Talton made its case at the FCC for why its petition seeking a waiver of the agency's rules capping the rates for audio and video for incarcerated people should get confidential treatment. Talton serves U.S. Immigration and Customs Enforcement, and “compelling disclosure of sensitive material on such a flimsy basis as seen here risks chilling petitioners from confidently disclosing their protected information to the FCC,” the company said in a filing posted Friday (docket 23-62).
Reply comments are now due May 19 on proposed changes to submarine cable rules (docket 24-523), the FCC Office of International Affairs ordered Friday. The seven-day extension will allow parties more time to gather information needed for replies, it said. The subsea cable NPRM was adopted unanimously by the FCC commissioners in November (see 2411210006).
The Irregulators raised questions about the retirement of copper lines by major providers in a filing posted Friday in docket 80-286. The group pointed to a regulatory accounting filing that Verizon made in New York, suggesting that the costs of copper networks are often overstated. LTC Consulting and X-labs are among those supporting the Irregulators' work (see 2505070017).
Utility companies Dominion Energy and Xcel Energy this week slammed comments in an NCTA letter last month on pole attachments. “NCTA demands a thirty day timeline for approval of all attacher-proposed third-party contractors, coupled with a ‘deemed approved’ remedy applicable in any case where the requested timeline is not met,” said a filing in docket 17-84. “NCTA’s proposal is contrary to critical factual determinations made by the Commission in its 2018 Pole Attachment Order, unnecessary, and completely at odds with the safety practices, processes, and policies of electric utility companies.”

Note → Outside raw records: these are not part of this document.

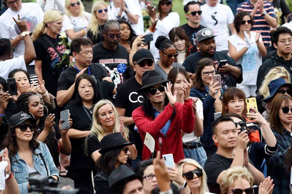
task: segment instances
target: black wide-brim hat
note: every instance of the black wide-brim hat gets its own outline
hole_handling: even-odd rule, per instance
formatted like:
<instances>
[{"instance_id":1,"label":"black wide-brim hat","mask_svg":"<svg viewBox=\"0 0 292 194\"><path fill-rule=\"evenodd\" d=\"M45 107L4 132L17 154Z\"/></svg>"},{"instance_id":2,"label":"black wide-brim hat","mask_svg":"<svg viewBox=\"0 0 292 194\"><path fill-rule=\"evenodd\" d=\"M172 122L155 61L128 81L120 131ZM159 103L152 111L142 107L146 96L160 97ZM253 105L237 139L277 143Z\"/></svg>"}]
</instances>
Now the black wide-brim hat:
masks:
<instances>
[{"instance_id":1,"label":"black wide-brim hat","mask_svg":"<svg viewBox=\"0 0 292 194\"><path fill-rule=\"evenodd\" d=\"M121 133L113 133L105 135L101 140L100 141L101 149L98 152L102 154L109 151L123 148L133 144L133 143L127 141Z\"/></svg>"},{"instance_id":2,"label":"black wide-brim hat","mask_svg":"<svg viewBox=\"0 0 292 194\"><path fill-rule=\"evenodd\" d=\"M164 79L162 76L155 70L147 71L144 72L142 75L142 87L136 92L142 92L150 86L172 81L170 80Z\"/></svg>"}]
</instances>

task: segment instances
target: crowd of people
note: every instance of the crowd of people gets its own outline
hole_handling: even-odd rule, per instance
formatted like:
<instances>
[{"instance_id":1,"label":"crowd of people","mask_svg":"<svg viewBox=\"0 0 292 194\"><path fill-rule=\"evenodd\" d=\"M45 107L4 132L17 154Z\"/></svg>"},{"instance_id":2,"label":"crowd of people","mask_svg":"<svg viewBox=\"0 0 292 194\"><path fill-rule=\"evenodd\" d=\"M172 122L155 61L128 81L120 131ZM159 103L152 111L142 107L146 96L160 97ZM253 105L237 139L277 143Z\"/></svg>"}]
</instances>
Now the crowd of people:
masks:
<instances>
[{"instance_id":1,"label":"crowd of people","mask_svg":"<svg viewBox=\"0 0 292 194\"><path fill-rule=\"evenodd\" d=\"M4 1L0 194L292 192L284 0L90 1Z\"/></svg>"}]
</instances>

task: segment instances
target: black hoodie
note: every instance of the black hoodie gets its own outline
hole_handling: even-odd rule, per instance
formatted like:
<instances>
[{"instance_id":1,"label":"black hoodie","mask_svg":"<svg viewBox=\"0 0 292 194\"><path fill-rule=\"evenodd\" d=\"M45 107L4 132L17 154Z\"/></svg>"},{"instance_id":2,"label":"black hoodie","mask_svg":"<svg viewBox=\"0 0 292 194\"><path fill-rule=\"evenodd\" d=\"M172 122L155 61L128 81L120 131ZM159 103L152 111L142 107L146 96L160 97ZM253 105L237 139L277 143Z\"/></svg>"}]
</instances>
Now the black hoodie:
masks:
<instances>
[{"instance_id":1,"label":"black hoodie","mask_svg":"<svg viewBox=\"0 0 292 194\"><path fill-rule=\"evenodd\" d=\"M268 57L261 65L257 73L257 92L262 86L265 76L271 69L276 67L282 66L285 67L290 74L290 79L292 82L292 59L286 61L283 57L280 57L277 53L273 53Z\"/></svg>"}]
</instances>

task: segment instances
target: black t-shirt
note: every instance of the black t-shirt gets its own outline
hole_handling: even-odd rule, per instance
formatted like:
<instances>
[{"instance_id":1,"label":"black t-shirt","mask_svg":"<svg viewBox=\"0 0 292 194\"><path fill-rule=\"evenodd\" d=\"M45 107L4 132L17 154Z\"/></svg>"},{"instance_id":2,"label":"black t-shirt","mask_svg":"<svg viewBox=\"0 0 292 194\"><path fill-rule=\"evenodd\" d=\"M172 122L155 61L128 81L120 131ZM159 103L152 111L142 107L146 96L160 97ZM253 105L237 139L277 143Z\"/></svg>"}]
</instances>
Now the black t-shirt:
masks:
<instances>
[{"instance_id":1,"label":"black t-shirt","mask_svg":"<svg viewBox=\"0 0 292 194\"><path fill-rule=\"evenodd\" d=\"M73 120L72 128L80 131L90 131L92 122L82 108L83 105L76 105L70 103L64 108L70 112L70 118ZM87 111L87 109L85 108ZM92 117L92 114L87 111L88 115ZM91 157L85 154L84 143L85 138L70 139L72 151L70 158L70 168L92 168L94 165Z\"/></svg>"},{"instance_id":2,"label":"black t-shirt","mask_svg":"<svg viewBox=\"0 0 292 194\"><path fill-rule=\"evenodd\" d=\"M143 101L142 94L136 92L142 87L142 85L137 81L135 76L123 83L119 87L116 96L115 106L125 108L125 116L131 117L132 113L134 110L142 105ZM142 155L143 143L139 131L134 129L135 126L135 124L129 125L129 128L134 136L138 154Z\"/></svg>"},{"instance_id":3,"label":"black t-shirt","mask_svg":"<svg viewBox=\"0 0 292 194\"><path fill-rule=\"evenodd\" d=\"M58 35L57 38L55 39L45 34L33 43L36 55L36 59L42 61L42 74L43 79L45 83L46 89L54 96L57 96L59 74L55 73L55 71L53 70L53 67L54 65L60 61L60 60L58 53L45 37L47 37L55 47L58 51L62 53L66 49L63 44L60 45L58 44L62 40L61 39L59 38L60 36L60 35Z\"/></svg>"},{"instance_id":4,"label":"black t-shirt","mask_svg":"<svg viewBox=\"0 0 292 194\"><path fill-rule=\"evenodd\" d=\"M250 160L249 160L254 165ZM233 158L226 158L216 153L206 160L204 170L208 177L207 182L210 192L221 194L220 185L216 183L216 181L220 174L229 168L233 161Z\"/></svg>"},{"instance_id":5,"label":"black t-shirt","mask_svg":"<svg viewBox=\"0 0 292 194\"><path fill-rule=\"evenodd\" d=\"M132 70L130 67L128 51L119 44L115 50L112 51L105 48L102 43L102 42L100 42L93 47L92 62L98 63L104 67L117 88L122 83L122 79L119 72L123 72L121 67L125 67L126 68L125 71L122 73L123 81L125 81L126 79L129 79L133 76ZM125 70L124 69L123 70Z\"/></svg>"},{"instance_id":6,"label":"black t-shirt","mask_svg":"<svg viewBox=\"0 0 292 194\"><path fill-rule=\"evenodd\" d=\"M236 80L231 75L228 73L221 73L221 85L226 88L229 87L236 87L236 83L240 83L242 81L242 67L240 64L237 64L234 60L230 56L222 52L216 51L212 56L206 56L202 55L200 52L196 52L188 56L182 65L186 70L192 73L196 72L198 63L202 59L206 58L211 59L213 61L217 68L219 61L221 60L227 59L227 63L231 65L238 67L241 72L240 78Z\"/></svg>"},{"instance_id":7,"label":"black t-shirt","mask_svg":"<svg viewBox=\"0 0 292 194\"><path fill-rule=\"evenodd\" d=\"M200 30L206 28L204 26L200 25L197 28L194 28L189 26L187 23L182 25L181 27L184 30L189 40L191 41L192 45L194 46L196 46L197 44L197 42L196 41L196 34Z\"/></svg>"}]
</instances>

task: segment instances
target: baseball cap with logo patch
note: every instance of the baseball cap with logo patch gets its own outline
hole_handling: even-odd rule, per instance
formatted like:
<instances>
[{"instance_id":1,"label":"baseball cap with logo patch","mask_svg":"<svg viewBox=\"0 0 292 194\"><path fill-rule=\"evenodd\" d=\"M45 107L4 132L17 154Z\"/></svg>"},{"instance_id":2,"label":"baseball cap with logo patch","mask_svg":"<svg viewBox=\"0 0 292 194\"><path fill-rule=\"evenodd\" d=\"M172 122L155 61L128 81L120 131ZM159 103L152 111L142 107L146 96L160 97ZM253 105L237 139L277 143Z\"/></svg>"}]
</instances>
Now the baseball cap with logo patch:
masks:
<instances>
[{"instance_id":1,"label":"baseball cap with logo patch","mask_svg":"<svg viewBox=\"0 0 292 194\"><path fill-rule=\"evenodd\" d=\"M36 120L22 111L12 115L9 119L9 128L22 124L28 120L31 124L36 124Z\"/></svg>"},{"instance_id":2,"label":"baseball cap with logo patch","mask_svg":"<svg viewBox=\"0 0 292 194\"><path fill-rule=\"evenodd\" d=\"M199 42L202 40L215 36L217 36L214 35L212 29L205 28L199 30L196 34L196 40L197 42Z\"/></svg>"}]
</instances>

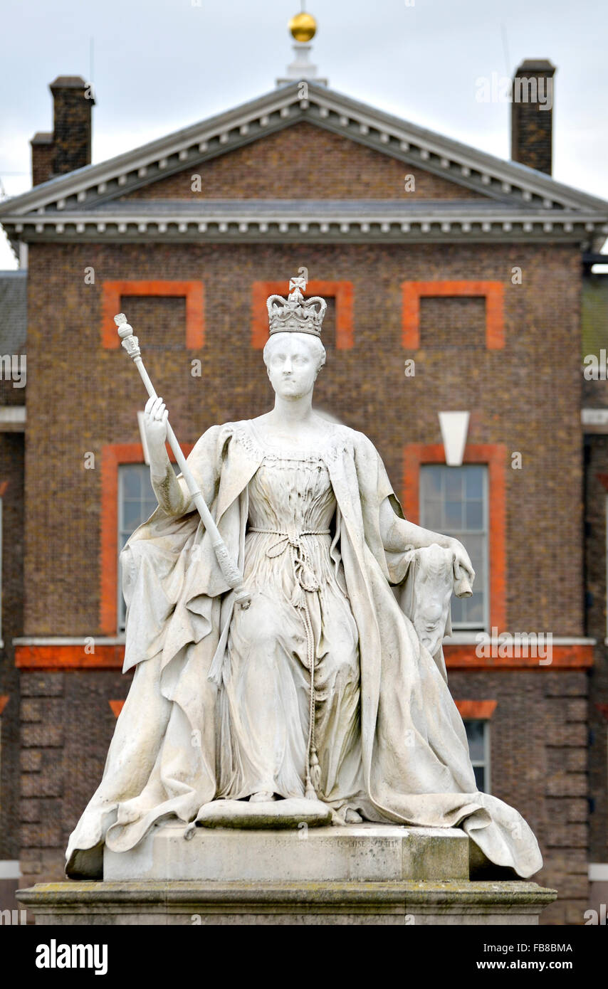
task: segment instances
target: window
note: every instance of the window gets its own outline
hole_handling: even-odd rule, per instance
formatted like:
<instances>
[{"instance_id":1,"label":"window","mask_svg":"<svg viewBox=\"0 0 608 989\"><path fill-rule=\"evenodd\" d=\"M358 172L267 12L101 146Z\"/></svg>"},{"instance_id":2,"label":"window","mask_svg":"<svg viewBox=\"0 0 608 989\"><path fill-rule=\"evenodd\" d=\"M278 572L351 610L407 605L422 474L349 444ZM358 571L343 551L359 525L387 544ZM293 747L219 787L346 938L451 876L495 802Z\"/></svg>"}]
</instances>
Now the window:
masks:
<instances>
[{"instance_id":1,"label":"window","mask_svg":"<svg viewBox=\"0 0 608 989\"><path fill-rule=\"evenodd\" d=\"M490 792L490 726L486 720L464 720L468 755L475 773L477 789Z\"/></svg>"},{"instance_id":2,"label":"window","mask_svg":"<svg viewBox=\"0 0 608 989\"><path fill-rule=\"evenodd\" d=\"M427 464L420 471L420 524L455 536L475 571L470 597L452 598L454 631L488 627L487 467Z\"/></svg>"},{"instance_id":3,"label":"window","mask_svg":"<svg viewBox=\"0 0 608 989\"><path fill-rule=\"evenodd\" d=\"M150 518L156 507L156 497L147 464L121 464L118 469L118 552L132 532ZM118 627L125 628L127 606L123 597L120 559L118 562Z\"/></svg>"},{"instance_id":4,"label":"window","mask_svg":"<svg viewBox=\"0 0 608 989\"><path fill-rule=\"evenodd\" d=\"M2 593L2 498L0 497L0 649L4 646L2 641L2 607L3 607L3 593Z\"/></svg>"}]
</instances>

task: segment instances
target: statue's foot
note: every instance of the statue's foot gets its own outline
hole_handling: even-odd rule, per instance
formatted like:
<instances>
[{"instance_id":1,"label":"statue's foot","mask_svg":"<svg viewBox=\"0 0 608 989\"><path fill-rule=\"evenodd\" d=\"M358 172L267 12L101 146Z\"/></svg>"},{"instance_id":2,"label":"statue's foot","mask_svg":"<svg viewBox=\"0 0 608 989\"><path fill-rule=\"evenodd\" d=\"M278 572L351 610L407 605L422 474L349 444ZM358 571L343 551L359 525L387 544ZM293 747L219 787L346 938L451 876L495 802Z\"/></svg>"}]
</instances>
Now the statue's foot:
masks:
<instances>
[{"instance_id":1,"label":"statue's foot","mask_svg":"<svg viewBox=\"0 0 608 989\"><path fill-rule=\"evenodd\" d=\"M144 816L145 812L145 807L139 797L133 797L131 800L125 800L124 803L118 805L116 823L123 826L133 824L134 821L139 821L140 818Z\"/></svg>"},{"instance_id":2,"label":"statue's foot","mask_svg":"<svg viewBox=\"0 0 608 989\"><path fill-rule=\"evenodd\" d=\"M362 820L361 815L357 811L352 810L352 808L349 807L347 813L345 814L345 821L347 824L361 824Z\"/></svg>"}]
</instances>

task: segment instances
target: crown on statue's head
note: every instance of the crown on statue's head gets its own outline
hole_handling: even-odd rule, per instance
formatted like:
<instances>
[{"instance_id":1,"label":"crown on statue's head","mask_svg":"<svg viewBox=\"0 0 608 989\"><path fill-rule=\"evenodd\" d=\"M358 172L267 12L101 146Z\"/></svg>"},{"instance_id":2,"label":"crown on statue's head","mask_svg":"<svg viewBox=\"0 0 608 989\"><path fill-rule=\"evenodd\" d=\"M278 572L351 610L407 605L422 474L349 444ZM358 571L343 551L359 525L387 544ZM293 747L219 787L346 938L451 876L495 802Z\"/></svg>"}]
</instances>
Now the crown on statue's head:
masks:
<instances>
[{"instance_id":1,"label":"crown on statue's head","mask_svg":"<svg viewBox=\"0 0 608 989\"><path fill-rule=\"evenodd\" d=\"M321 336L327 303L320 296L304 299L302 293L305 291L306 279L292 278L289 281L287 299L282 296L268 297L266 307L270 334L311 333L313 336Z\"/></svg>"}]
</instances>

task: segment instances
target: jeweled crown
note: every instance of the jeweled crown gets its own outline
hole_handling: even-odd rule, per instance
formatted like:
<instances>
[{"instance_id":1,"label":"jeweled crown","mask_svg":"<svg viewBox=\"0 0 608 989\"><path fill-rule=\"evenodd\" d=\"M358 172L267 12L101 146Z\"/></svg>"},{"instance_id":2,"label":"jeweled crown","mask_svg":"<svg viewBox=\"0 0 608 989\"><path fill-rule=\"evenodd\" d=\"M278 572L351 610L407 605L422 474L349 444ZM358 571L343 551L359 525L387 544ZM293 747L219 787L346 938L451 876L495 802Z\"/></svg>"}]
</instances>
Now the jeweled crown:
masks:
<instances>
[{"instance_id":1,"label":"jeweled crown","mask_svg":"<svg viewBox=\"0 0 608 989\"><path fill-rule=\"evenodd\" d=\"M306 279L292 278L289 281L287 299L282 296L268 297L266 307L270 334L311 333L313 336L321 336L327 303L320 296L304 299L302 293L305 291Z\"/></svg>"}]
</instances>

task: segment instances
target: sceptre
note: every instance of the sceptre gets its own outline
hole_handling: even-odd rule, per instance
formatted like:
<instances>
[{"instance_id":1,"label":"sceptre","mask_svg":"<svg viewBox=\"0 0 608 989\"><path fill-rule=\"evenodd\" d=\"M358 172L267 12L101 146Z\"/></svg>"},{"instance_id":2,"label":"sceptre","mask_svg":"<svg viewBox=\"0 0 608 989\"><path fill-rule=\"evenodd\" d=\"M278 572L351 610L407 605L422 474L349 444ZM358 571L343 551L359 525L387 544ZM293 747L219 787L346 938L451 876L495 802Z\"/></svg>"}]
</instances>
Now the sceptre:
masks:
<instances>
[{"instance_id":1,"label":"sceptre","mask_svg":"<svg viewBox=\"0 0 608 989\"><path fill-rule=\"evenodd\" d=\"M146 391L148 392L151 399L156 399L157 395L154 391L154 387L148 376L148 371L144 367L144 361L142 360L142 351L140 350L140 343L138 337L134 335L133 327L127 322L127 316L124 313L119 313L118 315L114 316L114 322L118 327L118 335L120 336L123 346L129 356L133 359L133 363L140 372L140 376L144 385L146 386ZM205 524L205 528L211 537L211 545L213 546L216 559L220 565L222 574L226 579L226 583L235 591L235 597L238 604L242 608L249 608L251 603L251 595L245 589L245 584L243 581L243 574L230 558L228 548L226 543L222 539L218 527L215 524L211 512L207 507L207 503L200 492L196 481L190 471L190 468L186 464L186 458L181 452L179 443L177 442L177 437L173 432L170 423L166 422L166 438L168 444L175 455L175 460L177 461L177 466L179 467L183 479L188 486L188 491L194 499L194 504L198 509L198 513L201 516Z\"/></svg>"}]
</instances>

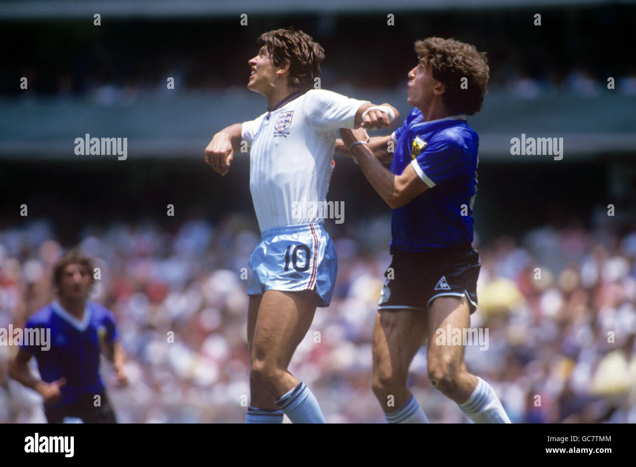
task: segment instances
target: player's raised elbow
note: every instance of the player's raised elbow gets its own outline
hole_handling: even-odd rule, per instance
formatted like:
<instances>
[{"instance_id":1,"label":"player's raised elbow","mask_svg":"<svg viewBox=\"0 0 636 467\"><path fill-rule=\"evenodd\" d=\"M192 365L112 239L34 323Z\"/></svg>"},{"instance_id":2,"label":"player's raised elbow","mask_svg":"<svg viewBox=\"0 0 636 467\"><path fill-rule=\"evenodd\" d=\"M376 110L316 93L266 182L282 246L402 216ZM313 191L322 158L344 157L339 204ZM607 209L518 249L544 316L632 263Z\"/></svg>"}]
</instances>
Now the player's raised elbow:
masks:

The National Consumer Law Center and others representing the interests of prisoners and their families filed in support of the FCC’s July order implementing the Martha Wright-Reed Act of 2022 in an amicus brief filed Thursday at the 1st U.S. Circuit Court of Appeals (24-8028).
The FCC Wireline Bureau suspended “indefinitely” deadlines to file public comments and reply comments on a Talton petition seeking a waiver of the commission’s rules capping the rates for audio and video for incarcerated people provided to U.S. Immigration and Customs Enforcement. The suspension came after the United Church of Christ (UCC) Media Justice Ministry protested Talton’s failure to provide data that the ministry needs to comment on the petition (see 2505020024).
The FCC Consumer and Governmental Affairs Bureau this week released the telecom relay service (TRS) funding and payment formulas for the program year beginning July 1. The report is based on numbers calculated by TRS administrator Rolka Loube Associates. The rates listed for the next program year are $6.1229 per minute for traditional TRS (TTY), $7.2539 for speech-to-speech service, and $2.7867 for captioned telephone service. All the rates have increased sharply since the 2020-21 program year, led by TTY, which is up 63.2%, the report said.
USTelecom urged the FCC to reject an April filing that sought an “immediate halt” of four Wireline Bureau orders released in March whose goal was to quicken copper retirements (see 2503200056). Filing as the Irregulators, LTC Consulting and X-labs said the bureau shouldn’t be allowed to issue the order on delegated authority without commission debate or public comment.
Projected USF demand for Q3 is $2.114 billion, which is $72.4 million less than Q2, a 3.3% drop, said a recent filing by the Universal Service Administrative Co. “The decrease in overall USF demand is caused by decreases in demand for three of the constituent funds of the USF, offset by an increase in the Rural Health Fund,” USAC said.
Mountain Communications will pay a $12,000 civil penalty after reaching a settlement with the FCC Enforcement Bureau over unauthorized transfers of control, said a consent decree released Tuesday. Mountain self-reported four prior transactions that resulted in a minority owner, Larry Sisler, acquiring 100% ownership in the company. Mountain didn’t get FCC approval for the transfers, the consent decree said. Along with the monetary penalty, Mountain has agreed to create a compliance plan and file compliance reports with the FCC for three years.